Nolan'ın CNN'e söylediğine göre, filmin yaratıcılarıyla "aslında bir cesaretle" temasa geçerek, numunenin DNA diziliminin dünya kökenini ortaya çıkarabileceğini bildirdi.
Atacama İskeletinin Genomu
Bu iskelet birçok yönden fazlasıyla genç. Ata'nın DNA'sı çok iyi korunmuş ve DNA'nın yaşla birlikte ne kadar çabuk bozulduğuna dair bildiklerimiz göz önüne alındığında, 500 yaşından daha yaşlı olmadığını rahatlıkla tahmin edebiliriz. Hatta son birkaç on yıl içinde ölmüş olabilir.
Bu da annesinin ya da babasının bugün hala hayatta olabileceği anlamına geliyor. Her iki ebeveynin de çocuklarının cesedinin çalınmasına, satılmasına ve UFO guruları tarafından "insansı" olarak sınıflandırılmasına tanık olacak kadar hayatta kaldığını varsayarsak, ciddi etik sorunlar ortaya çıkar.
Ayrıca, bilim insanlarının kişisel bir aile trajedisi olabilecek bir olaya kamuoyunun dikkatini çekmesi durumunda ne hissedeceklerini tahmin etmek de ilgi çekici.
Genome Research 2018 çalışmasına anında tepki geldi. Chilean Association of Archaeologists (Şili Arkeologlar Derneği) ve Chilean Society of Biological Anthropology (Şili Biyolojik Antropoloji Derneği), araştırmanın yayınlanmasının üzerinden bir hafta geçmeden araştırmayı etik dışı olarak nitelendiren yorumlar yayınladı.
National Monuments Council'den izin almadan "arkeolojik, antropolojik veya paleontolojik kazılar yapmak" Şili'de yasalara aykırıdır. Ata'nın örneğinde muhtemelen böyle bir şey gerçekleşmedi.
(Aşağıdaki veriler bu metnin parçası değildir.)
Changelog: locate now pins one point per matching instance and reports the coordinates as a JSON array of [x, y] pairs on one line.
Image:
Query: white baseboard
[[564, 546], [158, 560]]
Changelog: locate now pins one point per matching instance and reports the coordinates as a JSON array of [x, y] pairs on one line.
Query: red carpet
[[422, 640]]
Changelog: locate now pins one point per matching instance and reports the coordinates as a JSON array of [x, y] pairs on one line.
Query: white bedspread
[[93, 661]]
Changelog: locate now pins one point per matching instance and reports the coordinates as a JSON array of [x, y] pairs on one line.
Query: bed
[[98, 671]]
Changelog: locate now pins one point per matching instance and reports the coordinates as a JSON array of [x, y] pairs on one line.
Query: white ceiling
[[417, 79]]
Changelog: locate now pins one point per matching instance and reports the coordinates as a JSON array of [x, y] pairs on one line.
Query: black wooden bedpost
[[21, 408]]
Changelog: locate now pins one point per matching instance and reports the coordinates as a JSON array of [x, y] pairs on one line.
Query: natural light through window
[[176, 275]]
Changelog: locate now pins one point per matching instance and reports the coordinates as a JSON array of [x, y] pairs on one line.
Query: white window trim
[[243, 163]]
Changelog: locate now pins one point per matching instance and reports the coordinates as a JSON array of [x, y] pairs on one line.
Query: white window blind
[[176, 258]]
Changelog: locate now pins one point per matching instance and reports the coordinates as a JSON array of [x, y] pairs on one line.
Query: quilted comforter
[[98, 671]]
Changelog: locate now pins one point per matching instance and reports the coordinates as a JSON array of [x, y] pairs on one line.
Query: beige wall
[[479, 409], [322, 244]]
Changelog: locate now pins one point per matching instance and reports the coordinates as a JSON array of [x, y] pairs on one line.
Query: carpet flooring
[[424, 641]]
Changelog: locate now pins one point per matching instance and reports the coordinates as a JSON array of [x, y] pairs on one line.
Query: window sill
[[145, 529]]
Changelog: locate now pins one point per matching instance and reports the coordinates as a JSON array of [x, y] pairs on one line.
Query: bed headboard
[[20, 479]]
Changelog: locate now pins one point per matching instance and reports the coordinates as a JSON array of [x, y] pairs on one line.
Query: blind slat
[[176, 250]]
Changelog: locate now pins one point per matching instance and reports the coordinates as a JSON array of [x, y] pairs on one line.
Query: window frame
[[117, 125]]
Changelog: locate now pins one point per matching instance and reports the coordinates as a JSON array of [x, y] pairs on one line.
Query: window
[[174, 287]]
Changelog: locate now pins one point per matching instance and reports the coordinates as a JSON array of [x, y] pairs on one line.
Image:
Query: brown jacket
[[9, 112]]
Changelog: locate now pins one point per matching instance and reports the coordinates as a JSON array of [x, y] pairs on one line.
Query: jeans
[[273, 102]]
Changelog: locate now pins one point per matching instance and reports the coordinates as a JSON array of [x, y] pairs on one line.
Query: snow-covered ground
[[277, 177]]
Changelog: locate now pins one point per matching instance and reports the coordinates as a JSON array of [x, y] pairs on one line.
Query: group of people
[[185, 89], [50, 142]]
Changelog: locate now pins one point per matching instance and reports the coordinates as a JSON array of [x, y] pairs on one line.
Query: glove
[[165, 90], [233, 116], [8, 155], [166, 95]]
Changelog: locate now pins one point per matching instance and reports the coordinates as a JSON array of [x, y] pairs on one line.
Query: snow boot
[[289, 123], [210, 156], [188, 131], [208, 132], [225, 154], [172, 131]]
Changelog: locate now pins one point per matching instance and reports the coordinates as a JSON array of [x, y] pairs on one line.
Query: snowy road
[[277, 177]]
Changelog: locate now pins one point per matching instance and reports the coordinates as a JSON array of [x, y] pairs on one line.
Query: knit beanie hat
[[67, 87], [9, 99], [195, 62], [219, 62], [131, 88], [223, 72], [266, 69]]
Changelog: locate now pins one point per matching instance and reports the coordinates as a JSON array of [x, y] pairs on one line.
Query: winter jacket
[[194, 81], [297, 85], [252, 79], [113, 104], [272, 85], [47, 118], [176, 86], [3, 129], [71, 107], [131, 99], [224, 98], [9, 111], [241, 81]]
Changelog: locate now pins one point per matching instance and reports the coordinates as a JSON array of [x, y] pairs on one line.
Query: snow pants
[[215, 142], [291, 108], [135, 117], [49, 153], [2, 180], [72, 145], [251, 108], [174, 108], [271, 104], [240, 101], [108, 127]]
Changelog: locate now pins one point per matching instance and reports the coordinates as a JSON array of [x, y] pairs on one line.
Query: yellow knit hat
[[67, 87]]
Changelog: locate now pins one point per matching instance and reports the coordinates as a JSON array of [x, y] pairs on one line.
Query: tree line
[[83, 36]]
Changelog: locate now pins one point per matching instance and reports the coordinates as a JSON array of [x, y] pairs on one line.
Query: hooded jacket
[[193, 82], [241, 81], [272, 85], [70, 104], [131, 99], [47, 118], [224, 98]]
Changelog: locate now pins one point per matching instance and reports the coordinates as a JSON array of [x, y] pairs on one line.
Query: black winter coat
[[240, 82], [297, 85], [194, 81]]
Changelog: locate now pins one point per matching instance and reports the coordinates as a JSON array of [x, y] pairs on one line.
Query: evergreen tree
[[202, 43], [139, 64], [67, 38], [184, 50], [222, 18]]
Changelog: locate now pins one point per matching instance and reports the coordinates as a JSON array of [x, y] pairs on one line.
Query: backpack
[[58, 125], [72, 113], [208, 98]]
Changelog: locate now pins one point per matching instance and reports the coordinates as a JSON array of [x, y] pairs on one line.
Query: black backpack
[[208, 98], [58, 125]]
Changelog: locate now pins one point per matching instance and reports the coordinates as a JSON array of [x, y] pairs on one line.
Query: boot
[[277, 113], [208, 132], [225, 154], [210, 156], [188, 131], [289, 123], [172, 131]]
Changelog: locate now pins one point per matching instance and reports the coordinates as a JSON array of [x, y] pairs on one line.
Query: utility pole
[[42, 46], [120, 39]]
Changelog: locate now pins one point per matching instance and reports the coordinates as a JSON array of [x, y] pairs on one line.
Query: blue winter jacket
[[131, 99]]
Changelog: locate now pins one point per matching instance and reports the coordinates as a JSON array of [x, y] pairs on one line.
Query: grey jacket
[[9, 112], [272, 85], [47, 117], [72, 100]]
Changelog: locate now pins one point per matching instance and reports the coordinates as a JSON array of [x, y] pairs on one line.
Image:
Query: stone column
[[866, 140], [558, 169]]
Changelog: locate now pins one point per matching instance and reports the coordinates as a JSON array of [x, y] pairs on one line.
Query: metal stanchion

Bir başka yasal sorun da Genome Research projesine hiçbir Şilili araştırmacının katılmamış olmasıydı.
Araştırmada ortaya atılan biyolojik iddialar da sorgulandı.
Ağustos 2018'de International Journal of Paleopathology'de yayınlanan bir devam makalesine göre, Ata'nın sıra dışı görünümünün genetik anormalliklerle hiçbir ilgisi olmayabilir. Bunun yerine, kemikleri doğum, mumyalama veya gömülme sırasında deforme olmuş veya belki de tamamen kaybolmuş olabilir.
Nolan ve ortak yazarlarından biri (UC San Francisco'dan Atul Butte) çalışmalarına yöneltilen eleştirilere cevaben bir açıklama yayınladı. Ekiplerinden hiç kimsenin iskelete dokunmadığını ya da görmediğini belirten yazarlar, yine de Ata'nın anavatanına iade edilmesini ve "insan kalıntılarına gereken saygının gösterilmesini" istediler.